A NATIONAL Aids Council (NAC) official has said about eighty percent of commercial sex workers who opted for voluntary HIV testing in Zimbabwe over the last five years were found to be HIV positive.
NAC behaviour change manager Oscar Mundida told a recent workshop in Harare that research indicated that nearly all prostitutes who opted for voluntary counseling and testing were living with HIV and/or Aids.
"Of all the vulnerable groups, prostitutes are the largest group contributing to the spread of the disease as well as the most likely to get infected," he said.
Participants at the workshop called for more policy initiatives that would ensure awareness and prevention programmes targeted all vulnerable groups.
NAC youth co-coordinator Beauty Nyamwanza said there was need to have programmes targeting homosexuals as these were largely in terms of interventions.

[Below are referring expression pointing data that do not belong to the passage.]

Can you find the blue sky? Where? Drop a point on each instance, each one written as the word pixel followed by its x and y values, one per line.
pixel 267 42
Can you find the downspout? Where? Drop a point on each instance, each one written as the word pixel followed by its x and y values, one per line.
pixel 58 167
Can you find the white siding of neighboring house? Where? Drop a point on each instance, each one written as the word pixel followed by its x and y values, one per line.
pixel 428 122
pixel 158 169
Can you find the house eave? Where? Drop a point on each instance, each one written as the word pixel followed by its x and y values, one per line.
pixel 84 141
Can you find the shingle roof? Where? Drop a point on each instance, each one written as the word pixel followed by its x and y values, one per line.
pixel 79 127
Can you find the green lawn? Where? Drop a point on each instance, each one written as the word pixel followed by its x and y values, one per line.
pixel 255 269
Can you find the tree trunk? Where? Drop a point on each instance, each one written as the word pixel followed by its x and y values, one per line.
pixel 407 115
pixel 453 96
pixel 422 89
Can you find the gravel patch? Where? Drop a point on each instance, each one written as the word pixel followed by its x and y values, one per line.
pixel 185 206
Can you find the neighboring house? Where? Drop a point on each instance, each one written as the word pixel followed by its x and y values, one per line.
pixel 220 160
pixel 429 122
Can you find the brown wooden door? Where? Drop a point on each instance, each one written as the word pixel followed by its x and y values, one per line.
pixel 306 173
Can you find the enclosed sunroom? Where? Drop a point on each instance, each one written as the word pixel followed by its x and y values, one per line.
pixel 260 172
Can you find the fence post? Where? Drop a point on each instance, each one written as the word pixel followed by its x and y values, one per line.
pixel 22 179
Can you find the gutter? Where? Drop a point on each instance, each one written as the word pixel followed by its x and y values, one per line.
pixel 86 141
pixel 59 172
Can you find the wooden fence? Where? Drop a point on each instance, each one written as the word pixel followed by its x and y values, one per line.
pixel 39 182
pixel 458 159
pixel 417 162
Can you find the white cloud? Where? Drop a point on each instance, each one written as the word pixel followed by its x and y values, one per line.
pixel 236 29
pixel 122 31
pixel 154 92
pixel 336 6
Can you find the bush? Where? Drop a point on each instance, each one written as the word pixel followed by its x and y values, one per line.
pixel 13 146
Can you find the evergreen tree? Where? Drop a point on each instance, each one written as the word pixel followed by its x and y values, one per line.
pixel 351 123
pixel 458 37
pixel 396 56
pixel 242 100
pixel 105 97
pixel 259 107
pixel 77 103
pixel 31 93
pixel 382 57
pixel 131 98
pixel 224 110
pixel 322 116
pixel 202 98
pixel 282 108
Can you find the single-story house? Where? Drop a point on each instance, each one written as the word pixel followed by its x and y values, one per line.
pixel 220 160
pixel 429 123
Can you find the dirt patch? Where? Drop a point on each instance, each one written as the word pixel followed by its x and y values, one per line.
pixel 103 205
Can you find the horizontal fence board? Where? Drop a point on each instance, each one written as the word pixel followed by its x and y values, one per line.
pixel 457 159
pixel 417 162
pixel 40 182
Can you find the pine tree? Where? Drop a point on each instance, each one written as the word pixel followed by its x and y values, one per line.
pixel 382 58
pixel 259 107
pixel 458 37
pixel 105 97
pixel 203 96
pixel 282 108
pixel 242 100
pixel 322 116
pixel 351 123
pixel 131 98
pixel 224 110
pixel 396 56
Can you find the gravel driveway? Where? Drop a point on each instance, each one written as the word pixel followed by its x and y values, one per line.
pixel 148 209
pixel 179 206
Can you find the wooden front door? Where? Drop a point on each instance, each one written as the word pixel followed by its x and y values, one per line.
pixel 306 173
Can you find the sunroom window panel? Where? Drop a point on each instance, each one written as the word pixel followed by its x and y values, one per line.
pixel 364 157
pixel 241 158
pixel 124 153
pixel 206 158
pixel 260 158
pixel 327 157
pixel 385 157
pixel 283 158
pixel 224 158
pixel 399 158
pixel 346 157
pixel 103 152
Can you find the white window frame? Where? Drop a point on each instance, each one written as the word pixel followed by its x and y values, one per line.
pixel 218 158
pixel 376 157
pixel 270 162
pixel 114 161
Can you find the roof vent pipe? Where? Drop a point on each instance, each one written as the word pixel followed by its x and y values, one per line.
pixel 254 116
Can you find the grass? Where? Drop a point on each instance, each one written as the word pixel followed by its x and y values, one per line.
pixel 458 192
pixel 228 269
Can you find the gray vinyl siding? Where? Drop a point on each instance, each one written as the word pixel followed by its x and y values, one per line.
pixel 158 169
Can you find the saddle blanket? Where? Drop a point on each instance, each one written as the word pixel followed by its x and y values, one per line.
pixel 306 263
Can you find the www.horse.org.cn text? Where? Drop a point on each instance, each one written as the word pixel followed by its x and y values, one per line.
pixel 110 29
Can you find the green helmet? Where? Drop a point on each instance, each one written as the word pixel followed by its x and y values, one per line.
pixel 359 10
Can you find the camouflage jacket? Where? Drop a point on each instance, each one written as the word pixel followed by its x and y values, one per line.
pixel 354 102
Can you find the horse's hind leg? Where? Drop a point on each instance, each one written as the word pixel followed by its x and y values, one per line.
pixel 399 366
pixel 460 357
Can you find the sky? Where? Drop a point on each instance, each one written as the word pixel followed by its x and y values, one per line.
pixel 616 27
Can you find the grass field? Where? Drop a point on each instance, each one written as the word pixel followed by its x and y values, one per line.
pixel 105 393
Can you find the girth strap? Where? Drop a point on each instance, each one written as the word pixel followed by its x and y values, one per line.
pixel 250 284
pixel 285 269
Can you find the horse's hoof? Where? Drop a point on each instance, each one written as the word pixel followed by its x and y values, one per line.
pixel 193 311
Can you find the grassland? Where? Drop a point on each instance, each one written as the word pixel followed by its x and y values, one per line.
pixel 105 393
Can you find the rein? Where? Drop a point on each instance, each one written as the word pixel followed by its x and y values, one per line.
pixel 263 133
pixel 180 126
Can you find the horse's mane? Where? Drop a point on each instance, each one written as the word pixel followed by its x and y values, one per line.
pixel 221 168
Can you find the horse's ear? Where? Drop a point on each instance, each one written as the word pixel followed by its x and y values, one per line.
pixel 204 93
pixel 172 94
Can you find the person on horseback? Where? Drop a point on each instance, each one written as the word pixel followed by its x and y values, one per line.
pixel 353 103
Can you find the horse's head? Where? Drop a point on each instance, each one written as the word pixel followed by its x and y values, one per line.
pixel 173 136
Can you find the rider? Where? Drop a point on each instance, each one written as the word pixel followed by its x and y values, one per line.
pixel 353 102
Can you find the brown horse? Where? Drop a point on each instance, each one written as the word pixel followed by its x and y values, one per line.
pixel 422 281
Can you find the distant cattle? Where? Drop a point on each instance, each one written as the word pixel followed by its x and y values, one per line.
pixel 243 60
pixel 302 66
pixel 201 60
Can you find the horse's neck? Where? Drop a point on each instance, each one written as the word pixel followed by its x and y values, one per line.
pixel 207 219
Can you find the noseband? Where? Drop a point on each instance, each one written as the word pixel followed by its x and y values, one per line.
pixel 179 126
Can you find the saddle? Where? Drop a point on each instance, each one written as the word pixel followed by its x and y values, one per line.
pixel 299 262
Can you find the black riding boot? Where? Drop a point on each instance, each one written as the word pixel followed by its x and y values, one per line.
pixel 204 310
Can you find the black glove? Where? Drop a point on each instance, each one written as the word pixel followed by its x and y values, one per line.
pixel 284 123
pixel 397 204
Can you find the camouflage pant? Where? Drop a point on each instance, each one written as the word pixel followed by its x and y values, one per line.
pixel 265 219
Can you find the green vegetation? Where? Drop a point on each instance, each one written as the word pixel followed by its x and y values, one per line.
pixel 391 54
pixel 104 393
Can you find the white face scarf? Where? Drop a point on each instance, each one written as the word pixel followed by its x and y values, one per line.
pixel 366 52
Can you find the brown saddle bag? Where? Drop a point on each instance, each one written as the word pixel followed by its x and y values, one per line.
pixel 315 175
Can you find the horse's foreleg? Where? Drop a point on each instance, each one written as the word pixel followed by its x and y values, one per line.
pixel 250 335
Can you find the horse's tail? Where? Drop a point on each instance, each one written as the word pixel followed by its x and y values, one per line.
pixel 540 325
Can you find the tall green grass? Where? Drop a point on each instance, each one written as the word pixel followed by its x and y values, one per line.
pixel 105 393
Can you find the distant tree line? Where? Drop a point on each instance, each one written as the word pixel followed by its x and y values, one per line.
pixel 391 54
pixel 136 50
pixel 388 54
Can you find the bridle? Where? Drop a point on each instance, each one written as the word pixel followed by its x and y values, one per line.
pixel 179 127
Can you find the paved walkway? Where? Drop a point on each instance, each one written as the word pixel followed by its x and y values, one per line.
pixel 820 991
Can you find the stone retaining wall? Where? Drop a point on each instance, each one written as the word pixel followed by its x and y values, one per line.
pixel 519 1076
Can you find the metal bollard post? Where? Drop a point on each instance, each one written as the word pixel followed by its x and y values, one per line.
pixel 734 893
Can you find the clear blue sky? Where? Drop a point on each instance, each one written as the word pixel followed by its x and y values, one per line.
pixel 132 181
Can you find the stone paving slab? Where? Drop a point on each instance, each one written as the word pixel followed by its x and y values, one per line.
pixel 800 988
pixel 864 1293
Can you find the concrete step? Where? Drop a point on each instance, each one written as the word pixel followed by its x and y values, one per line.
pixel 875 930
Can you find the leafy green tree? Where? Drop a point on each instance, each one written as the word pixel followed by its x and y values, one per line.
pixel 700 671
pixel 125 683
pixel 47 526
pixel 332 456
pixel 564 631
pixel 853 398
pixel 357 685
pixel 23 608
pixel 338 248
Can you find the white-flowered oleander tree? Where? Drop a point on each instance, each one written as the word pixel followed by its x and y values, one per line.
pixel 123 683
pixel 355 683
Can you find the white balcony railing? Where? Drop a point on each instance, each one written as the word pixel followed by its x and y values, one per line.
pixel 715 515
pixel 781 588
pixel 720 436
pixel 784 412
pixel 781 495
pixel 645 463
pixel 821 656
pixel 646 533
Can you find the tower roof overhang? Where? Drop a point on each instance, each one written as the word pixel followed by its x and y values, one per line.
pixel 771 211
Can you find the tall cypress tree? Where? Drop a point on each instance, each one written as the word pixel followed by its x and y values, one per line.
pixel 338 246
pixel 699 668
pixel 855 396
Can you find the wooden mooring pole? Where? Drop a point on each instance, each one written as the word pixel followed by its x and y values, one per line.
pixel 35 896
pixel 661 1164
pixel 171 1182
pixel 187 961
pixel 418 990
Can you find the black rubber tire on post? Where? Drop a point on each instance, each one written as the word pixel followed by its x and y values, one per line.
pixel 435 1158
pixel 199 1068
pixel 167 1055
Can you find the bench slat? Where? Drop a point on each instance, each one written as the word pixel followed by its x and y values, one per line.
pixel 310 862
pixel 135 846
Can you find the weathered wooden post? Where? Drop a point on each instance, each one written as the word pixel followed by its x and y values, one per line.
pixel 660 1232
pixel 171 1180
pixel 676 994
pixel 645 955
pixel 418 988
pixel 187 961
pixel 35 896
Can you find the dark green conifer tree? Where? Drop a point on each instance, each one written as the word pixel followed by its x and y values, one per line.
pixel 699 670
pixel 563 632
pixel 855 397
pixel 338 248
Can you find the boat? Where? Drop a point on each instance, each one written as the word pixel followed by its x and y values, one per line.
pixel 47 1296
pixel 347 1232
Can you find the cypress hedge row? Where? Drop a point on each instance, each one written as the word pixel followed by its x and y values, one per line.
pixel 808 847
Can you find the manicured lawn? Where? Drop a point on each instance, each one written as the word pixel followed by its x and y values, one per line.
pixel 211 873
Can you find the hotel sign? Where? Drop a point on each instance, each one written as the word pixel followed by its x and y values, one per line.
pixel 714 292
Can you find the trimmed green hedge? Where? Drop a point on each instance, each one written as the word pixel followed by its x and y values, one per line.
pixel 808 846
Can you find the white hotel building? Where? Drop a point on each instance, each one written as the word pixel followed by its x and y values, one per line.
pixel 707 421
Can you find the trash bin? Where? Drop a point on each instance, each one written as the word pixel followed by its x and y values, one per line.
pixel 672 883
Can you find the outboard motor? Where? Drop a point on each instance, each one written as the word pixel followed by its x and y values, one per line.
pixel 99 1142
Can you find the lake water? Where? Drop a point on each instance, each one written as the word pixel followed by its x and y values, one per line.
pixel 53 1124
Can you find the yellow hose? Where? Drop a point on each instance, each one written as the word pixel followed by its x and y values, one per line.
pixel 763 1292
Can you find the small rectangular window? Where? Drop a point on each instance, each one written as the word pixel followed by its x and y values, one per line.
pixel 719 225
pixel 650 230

"Unlike prostitutes, homosexuals are not being targeted at all. Even though society generally does not condone the existence of this group, it is important to know that they are especially vulnerable to HIV and Aids," she said.
A recent UNAids study revealed that at least 1 300 people in Zimbabwe die each week from Aids-related illnesses.
Zimbabwe is one of the countries worst hit by the epidemic with at least one in seven adults infected.
However government data indicates that prevalence rates have declined from a high of 23.7 percent in 2001 to 14.3 percent in 2010.